TCGA study of bladder cancer reveals potential drug targets
Mapping the future for cancer research: TCGA project
Investigators with The Cancer Genome Atlas (TCGA) Research Network have identified new potential therapeutic targets for a major form of bladder cancer, including important genes and pathways that are disrupted by the disease. They also discovered that, at the molecular level, some subtypes of bladder cancer—also known as urothelial carcinoma—resemble subtypes of breast, head and neck, and lung cancers, suggesting similar routes of development.
The researchers' findings provide important insights into the mechanisms underlying bladder cancer, which is estimated to cause more than 15,000 deaths in the United States in 2014. TCGA is a collaboration jointly supported and managed by the National Cancer Institute and the National Human Genome Research Institute, both parts of the National Institutes of Health.
In this study, published in Nature (2014; doi:10.1038/nature12965), investigators examined bladder cancer that invades the muscle of the bladder, the deadliest form of the disease. The current standard treatments for muscle-invasive bladder cancer include surgery and radiation combined with chemotherapy. There are no recognized second-line therapies—second choices for treatments when the initial therapy does not work—and no approved targeted agents for this type of bladder cancer. Approximately 72,000 new cases of bladder cancer will be diagnosed in the United States in 2014.
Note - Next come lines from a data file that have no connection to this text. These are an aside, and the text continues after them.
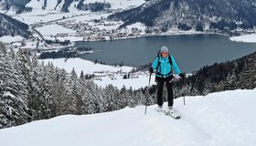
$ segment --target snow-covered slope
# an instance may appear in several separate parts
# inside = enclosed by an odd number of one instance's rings
[[[180,120],[154,106],[67,115],[0,130],[3,146],[255,146],[256,89],[175,100]],[[165,107],[166,108],[166,107]]]
[[[229,38],[231,41],[256,43],[256,33],[250,35],[243,35],[239,36],[233,36]]]

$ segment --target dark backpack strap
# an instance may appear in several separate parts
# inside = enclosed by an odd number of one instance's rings
[[[171,67],[173,67],[173,61],[172,61],[172,57],[170,55],[168,56],[168,58],[169,58],[169,63],[170,63]]]
[[[159,67],[160,67],[160,72],[161,72],[161,66],[160,66],[161,62],[160,62],[160,57],[158,57],[158,60],[157,60],[157,66],[156,66],[156,68],[155,68],[156,73],[158,72],[158,68],[159,68]]]

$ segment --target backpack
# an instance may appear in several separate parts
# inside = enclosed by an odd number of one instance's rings
[[[164,77],[164,75],[161,74],[161,66],[160,66],[160,64],[161,64],[161,62],[160,62],[161,51],[160,51],[160,50],[157,52],[156,57],[158,57],[157,66],[156,66],[156,68],[155,68],[155,69],[156,69],[156,74],[158,74],[158,75]],[[171,55],[168,55],[168,59],[169,59],[169,63],[170,63],[171,68],[172,68],[173,62],[172,62]],[[160,67],[160,72],[158,72],[159,67]],[[173,69],[171,69],[171,71],[170,71],[167,75],[172,74],[172,70],[173,70]]]

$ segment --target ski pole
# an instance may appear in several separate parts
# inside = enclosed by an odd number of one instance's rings
[[[186,76],[186,75],[185,75]],[[183,85],[185,85],[185,78],[182,78]],[[185,91],[183,91],[183,105],[185,106]]]
[[[151,80],[151,72],[149,73],[149,81],[148,81],[148,87],[150,86],[150,80]],[[147,109],[147,99],[145,99],[145,108],[144,108],[144,114],[146,114],[146,109]]]

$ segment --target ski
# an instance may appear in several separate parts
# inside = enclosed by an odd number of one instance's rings
[[[165,113],[165,115],[170,116],[175,120],[179,120],[180,119],[180,114],[177,112],[177,110],[176,110],[174,109],[171,111],[164,110],[164,113]]]

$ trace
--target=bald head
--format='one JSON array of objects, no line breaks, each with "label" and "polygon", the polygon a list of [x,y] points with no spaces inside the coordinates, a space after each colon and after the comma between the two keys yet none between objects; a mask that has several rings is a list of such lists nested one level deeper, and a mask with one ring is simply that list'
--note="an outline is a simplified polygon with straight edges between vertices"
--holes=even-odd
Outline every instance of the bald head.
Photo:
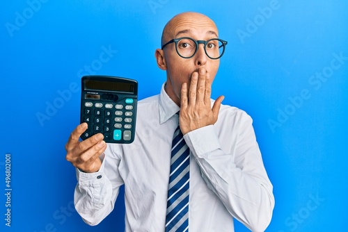
[{"label": "bald head", "polygon": [[[209,33],[219,36],[218,29],[214,21],[207,16],[194,12],[187,12],[174,16],[166,24],[162,33],[161,45],[168,40],[177,38],[181,33],[189,32],[191,28],[210,26],[213,29]],[[196,28],[197,29],[197,28]]]}]

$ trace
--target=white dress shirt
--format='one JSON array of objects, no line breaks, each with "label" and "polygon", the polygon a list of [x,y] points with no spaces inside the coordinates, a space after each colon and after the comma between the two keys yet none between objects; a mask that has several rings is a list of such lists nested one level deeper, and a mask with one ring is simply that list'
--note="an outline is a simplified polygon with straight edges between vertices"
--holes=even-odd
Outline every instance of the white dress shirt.
[{"label": "white dress shirt", "polygon": [[[108,144],[97,172],[77,169],[75,207],[87,224],[97,224],[110,213],[125,184],[125,231],[164,231],[180,108],[164,86],[160,94],[139,101],[133,143]],[[214,125],[184,138],[191,150],[189,231],[234,231],[232,217],[252,231],[264,231],[274,199],[251,118],[221,105]]]}]

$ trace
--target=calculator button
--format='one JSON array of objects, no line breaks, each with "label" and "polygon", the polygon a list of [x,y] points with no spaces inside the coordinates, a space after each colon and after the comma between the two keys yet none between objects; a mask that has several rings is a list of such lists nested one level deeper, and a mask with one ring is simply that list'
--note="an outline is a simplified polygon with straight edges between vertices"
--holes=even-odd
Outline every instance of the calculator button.
[{"label": "calculator button", "polygon": [[111,124],[112,123],[112,118],[111,117],[106,117],[104,119],[104,123],[106,124]]},{"label": "calculator button", "polygon": [[90,122],[91,120],[92,120],[92,119],[91,119],[90,117],[84,117],[84,122],[85,122],[90,123],[90,122]]},{"label": "calculator button", "polygon": [[94,131],[95,131],[95,132],[102,131],[102,126],[100,126],[100,125],[94,125]]},{"label": "calculator button", "polygon": [[118,110],[122,110],[123,108],[123,105],[117,104],[116,106],[115,106],[115,108]]},{"label": "calculator button", "polygon": [[115,128],[122,128],[122,124],[120,124],[119,123],[116,123],[115,124],[113,124],[113,126]]},{"label": "calculator button", "polygon": [[92,112],[93,112],[93,109],[85,109],[85,115],[92,115]]},{"label": "calculator button", "polygon": [[125,126],[123,126],[123,127],[125,127],[125,129],[132,129],[132,125],[131,124],[125,124]]},{"label": "calculator button", "polygon": [[104,133],[104,139],[105,140],[109,140],[111,138],[111,134],[109,134],[109,133]]},{"label": "calculator button", "polygon": [[96,103],[94,104],[94,106],[97,108],[102,108],[103,107],[103,103]]},{"label": "calculator button", "polygon": [[122,122],[122,117],[115,117],[115,122]]},{"label": "calculator button", "polygon": [[93,106],[93,103],[92,102],[85,102],[86,107],[92,107]]},{"label": "calculator button", "polygon": [[121,130],[113,131],[113,140],[120,140],[122,137]]},{"label": "calculator button", "polygon": [[111,116],[112,110],[105,110],[105,116]]},{"label": "calculator button", "polygon": [[102,116],[103,115],[103,110],[96,110],[94,112],[94,115],[96,116]]},{"label": "calculator button", "polygon": [[105,131],[105,132],[110,132],[110,131],[111,131],[111,126],[104,126],[104,131]]},{"label": "calculator button", "polygon": [[112,109],[113,107],[113,104],[111,103],[105,104],[105,108],[107,109]]},{"label": "calculator button", "polygon": [[125,140],[130,140],[132,138],[132,132],[131,131],[123,131],[123,139]]}]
"This project has dramatically improved our understanding of the molecular basis of bladder cancers and their relationship to other cancer types," said lead author John Weinstein, MD, PhD, of The University of Texas MD Anderson Cancer Center in Houston. "In the long run, the potential molecular targets identified may help us to personalize therapy based on the characteristics of each patient's tumor."
"The real excitement about this project is that we now have a menu of treatment and research directions to pursue," said Seth Lerner, MD, of Baylor College of Medicine in Houston, and one of the senior authors of the article. "The field is poised to use this information to make new advances toward therapies for a very difficult to treat form of bladder cancer."
The research team analyzed DNA, RNA, and protein data generated from the study of 131 muscle-invasive bladder cancers from patients who had not yet been treated with chemotherapy, radiation, or any other type of therapy. The scientists found recurrent mutations in 32 genes, including nine that were not previously known to be significantly mutated. Nearly half of the tumor samples had mutations in the TP53, and 44% had mutations and other aberrations in the receptor tyrosine kinase (RTK)/Ras pathway (which is commonly affected in cancers). TP53 makes the p53 tumor-suppressor protein, which helps regulate cell division. RTK/Ras is involved in regulating cell growth and development.
Overall, the researchers identified potential drug targets in 69% of the tumors evaluated. They found frequent mutations in the ERBB2, or HER2, gene. The researchers also identified recurring mutations as well as fusions involving other genes such as FGFR3 and in the PI3-kinase/AKT/mTOR pathway, which help control cell division and growth and for which targeted drugs already exist.